¿Para qué remar? Remar y remar hasta llegar a la otra orilla. Esa podía ser una buena descripción de lo que es nuestra vida, el día a día con sus cosas previstas, sus sorpresas, sus dudas, sus “impases”, sus sueños, sus ilusiones… La vida donde lo único prohibido es para de remar.
Un ejemplo de esto está en la escena que nos presenta el evangelio de hoy. Encontramos a una mujer cuyo sufrimiento le impide acomodarse a las normas establecidas, que regulaban cómo debía ser el trato entre los hombres y las mujeres. Su hija está enferma y lo demás queda en un segundo plano. Hasta aquí quizá no se encuentre nada extraordinario en la escena, pero hemos de tener en cuenta que se trata de una mujer pagana, de un pueblo enemigo; por eso la contestación tan tajante de Jesús a la mujer: “No esta bien echar a los perros el pan de los hijos”, que traducido a nuestro lenguaje coloquial, es lo mismo que decirle: “Mira yo a vosotros no quiero haceros caso, no me importa lo que os pase, los destinatarios de mi mensaje y mis acciones son estos”. La mujer no se calla da la vuelta al argumento de Jesús y le deja sin palabras. En muy pocas ocasiones, me atrevo a decir que en ningún otro pasaje del evangelio encontramos a un Jesús derrotado dialécticamente. Jesús acepta la corrección, el tirón de orejas y reconoce la fe de aquella mujer pagana. Es asombroso este cruce dialéctico pero la mujer sabe que tiene razón, confía con todas sus fuerzas en que Jesús puede curar a su hija y por ello no se encoje.

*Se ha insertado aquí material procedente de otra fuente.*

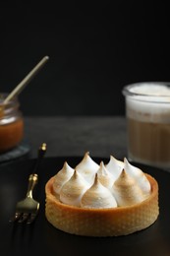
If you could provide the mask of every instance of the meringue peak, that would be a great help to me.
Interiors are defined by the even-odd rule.
[[[71,178],[74,173],[74,169],[68,164],[67,161],[64,162],[63,167],[57,172],[53,182],[53,191],[55,195],[60,193],[62,186]]]
[[[113,195],[118,206],[130,206],[145,199],[136,180],[123,169],[119,178],[113,184]]]
[[[111,192],[100,183],[97,173],[95,174],[92,186],[83,195],[81,207],[97,209],[117,207],[115,198]]]

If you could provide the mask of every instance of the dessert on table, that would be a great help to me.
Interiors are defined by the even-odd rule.
[[[86,152],[67,160],[45,186],[47,221],[68,233],[118,236],[142,230],[158,218],[158,184],[126,158],[95,162]]]

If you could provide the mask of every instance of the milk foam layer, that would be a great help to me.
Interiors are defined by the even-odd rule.
[[[141,121],[170,122],[169,87],[145,83],[134,85],[128,91],[130,95],[126,95],[127,116]]]
[[[89,165],[91,165],[91,170]],[[95,169],[96,165],[98,169]],[[150,194],[151,188],[146,176],[141,169],[130,164],[127,159],[121,161],[111,156],[107,164],[103,161],[97,164],[89,157],[89,153],[85,153],[81,161],[81,168],[78,166],[80,167],[78,164],[74,169],[65,163],[59,174],[55,175],[54,195],[64,204],[82,208],[114,208],[142,202]],[[112,174],[114,168],[116,176]],[[71,175],[73,169],[74,173]],[[68,179],[68,172],[71,175],[70,179]],[[136,191],[135,194],[132,187]]]

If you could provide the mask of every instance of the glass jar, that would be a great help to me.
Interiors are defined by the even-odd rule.
[[[7,104],[7,94],[0,94],[0,154],[17,147],[24,137],[24,119],[17,97]]]

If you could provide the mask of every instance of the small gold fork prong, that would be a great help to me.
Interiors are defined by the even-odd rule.
[[[39,166],[40,160],[42,160],[45,152],[46,144],[43,143],[38,149],[38,157],[34,171],[37,170],[37,167]],[[32,192],[34,186],[37,184],[37,181],[38,175],[36,173],[33,172],[29,175],[26,198],[17,203],[15,216],[10,219],[10,223],[18,222],[20,224],[31,224],[35,220],[39,210],[39,202],[33,199]]]

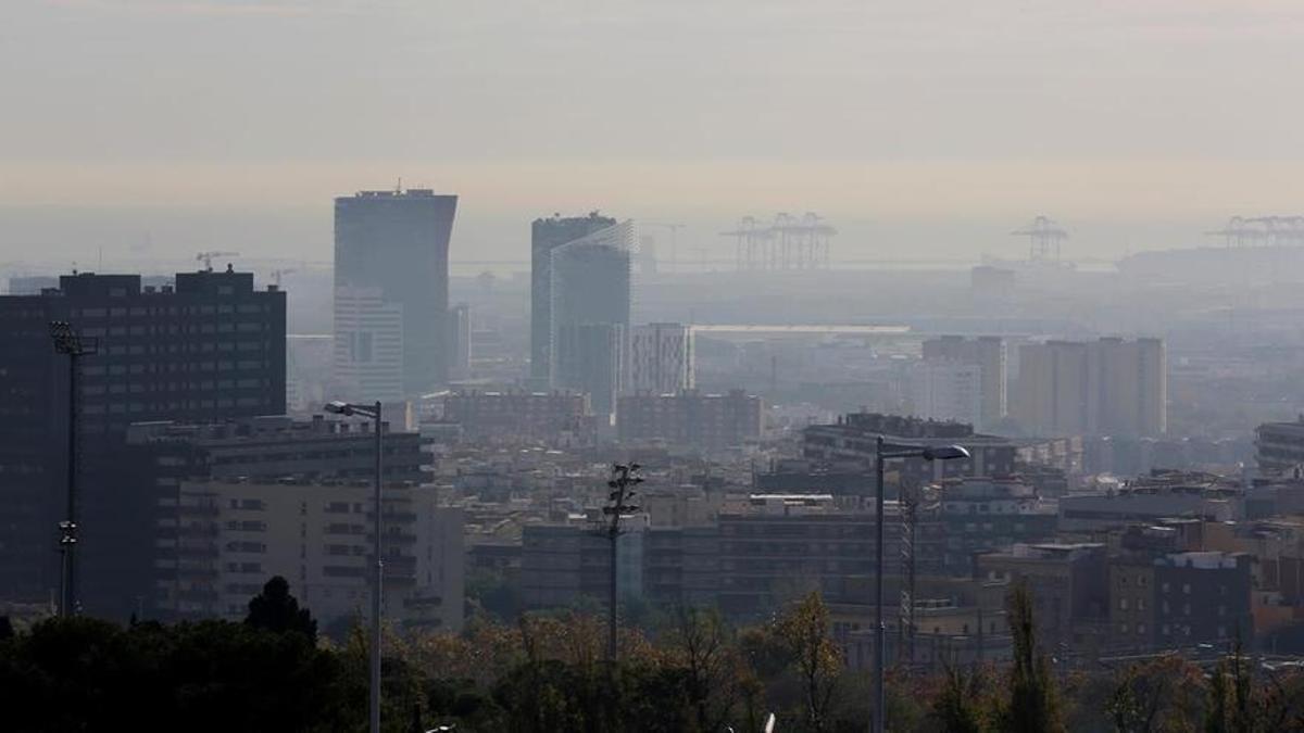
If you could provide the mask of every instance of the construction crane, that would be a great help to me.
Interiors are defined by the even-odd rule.
[[[643,226],[644,227],[660,227],[660,228],[664,228],[664,230],[670,230],[670,262],[669,262],[670,266],[668,267],[668,270],[673,273],[674,271],[674,250],[675,250],[675,245],[678,245],[678,243],[679,243],[679,230],[685,228],[685,224],[662,224],[662,223],[659,223],[659,222],[644,222]]]
[[[1223,228],[1205,232],[1226,237],[1227,247],[1304,244],[1304,217],[1232,217]]]
[[[1054,250],[1055,262],[1058,263],[1060,261],[1060,245],[1068,239],[1068,231],[1048,217],[1037,217],[1022,228],[1009,233],[1028,237],[1028,260],[1030,262],[1050,260],[1051,250]]]
[[[194,260],[203,262],[203,269],[209,273],[213,271],[213,258],[214,257],[240,257],[239,252],[200,252],[194,256]]]
[[[814,211],[802,217],[780,211],[769,226],[755,217],[743,217],[738,228],[720,236],[738,240],[734,252],[738,270],[816,270],[828,269],[828,244],[836,233]]]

Creer, más allá de las apariencias, las razas y los colores, es confiar en el poder de Dios; es empeñarnos con todas nuestras fuerzas en que Dios nos tiene que ayudar. Eso no significa que Dios se dedique a conceder caprichos si no que la constancia y la tenacidad obtienen siempre recompensa.

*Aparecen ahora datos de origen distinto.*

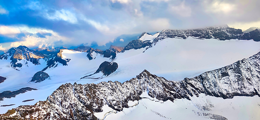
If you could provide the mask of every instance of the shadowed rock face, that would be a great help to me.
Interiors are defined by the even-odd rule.
[[[130,42],[125,47],[122,52],[131,49],[140,49],[144,48],[146,46],[151,45],[152,43],[150,40],[136,40]]]
[[[40,71],[34,75],[32,78],[32,80],[30,82],[40,82],[47,78],[48,78],[50,76],[48,74],[44,72]]]
[[[110,46],[109,50],[112,50],[113,49],[114,49],[118,52],[120,52],[122,50],[124,50],[124,47],[114,46],[113,45]]]
[[[70,59],[62,59],[62,52],[63,50],[60,50],[59,52],[54,57],[50,58],[47,61],[47,66],[42,70],[44,71],[45,70],[47,70],[47,68],[50,68],[52,67],[55,68],[58,66],[58,63],[60,63],[63,66],[67,66],[67,63],[70,60]]]
[[[21,68],[22,64],[16,63],[18,60],[26,59],[32,64],[37,65],[40,64],[39,60],[46,56],[46,55],[38,52],[32,50],[26,46],[20,46],[16,48],[10,48],[6,53],[0,55],[0,59],[7,60],[10,56],[11,66],[14,68]]]
[[[116,53],[118,52],[117,50],[116,50],[114,48],[112,48],[112,50],[106,50],[104,51],[100,50],[94,50],[92,48],[90,48],[86,52],[88,54],[86,56],[88,58],[88,60],[92,60],[92,59],[96,58],[96,56],[94,56],[93,54],[94,52],[95,52],[96,54],[100,54],[102,55],[103,55],[104,58],[110,58],[111,59],[113,60],[116,58]]]
[[[166,30],[160,32],[159,36],[154,38],[152,44],[156,44],[158,40],[167,38],[186,39],[188,36],[202,39],[216,38],[220,40],[252,39],[254,41],[258,42],[260,41],[259,31],[260,30],[256,29],[244,34],[240,29],[232,28],[228,26],[194,30]]]
[[[34,106],[20,106],[0,115],[0,118],[95,120],[94,112],[102,112],[104,106],[121,111],[124,108],[129,108],[130,100],[142,99],[140,96],[144,92],[158,100],[172,102],[176,98],[190,100],[190,96],[198,96],[200,94],[224,98],[260,96],[260,80],[258,52],[230,66],[179,82],[167,80],[144,70],[136,78],[124,83],[110,81],[98,84],[66,84],[60,86],[46,101],[39,102]],[[220,117],[209,114],[204,116],[208,118]]]
[[[0,84],[6,80],[6,78],[0,76]]]
[[[13,92],[4,91],[0,93],[0,100],[3,100],[3,98],[14,98],[17,94],[23,94],[32,90],[37,90],[37,89],[26,87]]]
[[[116,62],[110,62],[105,61],[100,64],[100,67],[98,67],[95,73],[98,73],[101,72],[104,76],[108,76],[115,72],[118,66]]]
[[[100,65],[94,74],[86,76],[81,78],[86,78],[88,76],[92,76],[93,74],[102,72],[103,75],[105,76],[108,76],[114,72],[115,72],[118,68],[118,66],[116,62],[108,62],[105,61]]]

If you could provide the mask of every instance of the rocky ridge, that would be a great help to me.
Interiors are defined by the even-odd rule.
[[[21,63],[16,63],[18,60],[25,59],[27,61],[30,61],[37,65],[40,64],[40,59],[44,57],[46,57],[46,55],[22,46],[20,46],[16,48],[12,48],[6,53],[0,55],[0,59],[7,60],[10,58],[10,60],[12,60],[11,66],[13,68],[21,68],[22,66]]]
[[[154,40],[152,44],[156,44],[158,40],[168,38],[186,39],[188,36],[200,39],[216,38],[220,40],[252,39],[258,42],[260,41],[260,29],[256,29],[244,34],[240,29],[230,28],[228,26],[186,30],[165,30],[160,32],[159,36]]]
[[[230,65],[205,72],[192,78],[169,81],[144,70],[124,83],[61,86],[44,102],[20,106],[0,115],[1,119],[96,120],[94,112],[108,104],[121,111],[130,100],[139,100],[144,92],[158,100],[174,101],[199,94],[224,98],[234,96],[260,96],[260,52]]]

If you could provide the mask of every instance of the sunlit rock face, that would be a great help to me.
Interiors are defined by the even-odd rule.
[[[102,112],[104,105],[121,111],[129,108],[128,101],[142,99],[144,92],[164,102],[190,100],[190,97],[198,96],[200,94],[224,99],[238,96],[260,96],[260,70],[258,52],[230,66],[180,82],[169,81],[144,70],[136,78],[124,83],[110,81],[98,84],[66,84],[60,86],[46,101],[39,102],[34,106],[20,106],[0,115],[0,118],[96,120],[94,113]]]

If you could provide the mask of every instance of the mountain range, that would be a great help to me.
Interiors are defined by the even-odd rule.
[[[223,110],[260,110],[259,41],[258,28],[222,26],[144,32],[106,50],[13,48],[0,55],[0,105],[7,111],[0,118],[124,120],[137,112],[158,119],[236,120]],[[242,99],[254,106],[240,108],[248,103]],[[170,115],[157,104],[188,115]],[[250,112],[241,118],[260,118]]]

Entiendo que estos terrenos son siempre un tanto pantanosos. Rápidamente puede surgir en nosotros la queja de que también pedimos y no nos hacen caso. La oración no es comprar todos los días cuatro papeletas para el sorteo de Navidad a precio de padrenuestro, hasta que consigamos comprar todas y así tengamos el premio apetecido asegurado; o confundir a los santos con un ejército de funcionarios que nos puedan enchufar y así de adelantar nuestro expediente en la lista divina de los casos sin resolver, en vez de ver en ellos modelos de fe y de perseverancia. La mujer cananea confirma lo que dice el refrán, que la esperanza es lo último que se pierde, y que hay que luchar sin descanso por aquello que se cree que es justo.
Creo que los ejemplos para nuestra vida son bastantes en el día de hoy. Reconocer a Dios como Señor, que siempre va a ayudarnos, que jamás va a mirar para otro lado pero siempre y cuando nosotros nos relacionemos con él desde la fe y no desde el trato o la manipulación. Por otra parte, la universalidad de la misericordia. No es sólo para los guapos, los rezadores, los que viven al lado de la Iglesia, o los adictos al humo de las velas. Es para todos. Francisco en el discurso que pronunció en Lisboa en la Ceremonia de apertura de la JMJ lo dejó claro, como siempre: «Amigos, quisiera ser claro con ustedes, que son alérgicos a la falsedad y a las palabras vacías: en la Iglesia, hay espacio para todos. Para todos. En la Iglesia, ninguno sobra. Ninguno está de más. Hay espacio para todos».
Hay que seguir remando, no creamos que tenemos a Dios en el bolsillo. Además, hace falta también desarrollar una cierta “musculatura de misericordia”. Es decir, estamos llamados a cultivar no sólo la ternura de la acogida, sino también la fortaleza para acoger. Dejarnos de tanto rigorismo a la hora de negarnos a la acogida, al diálogo y avancemos abriéndonos de par en par a quienes buscan con confianza. Hoy a Jesús no le queda más remedio que reconocer que la mujer lleva razón. Frente a nuestras muchas quejas por la ausencia de Dios aquí tenemos un ejemplo, quizá damos pataletas pero la cananea no lo hacía. Ella confiaba con todas sus fuerzas en que Jesús podía ayudarle.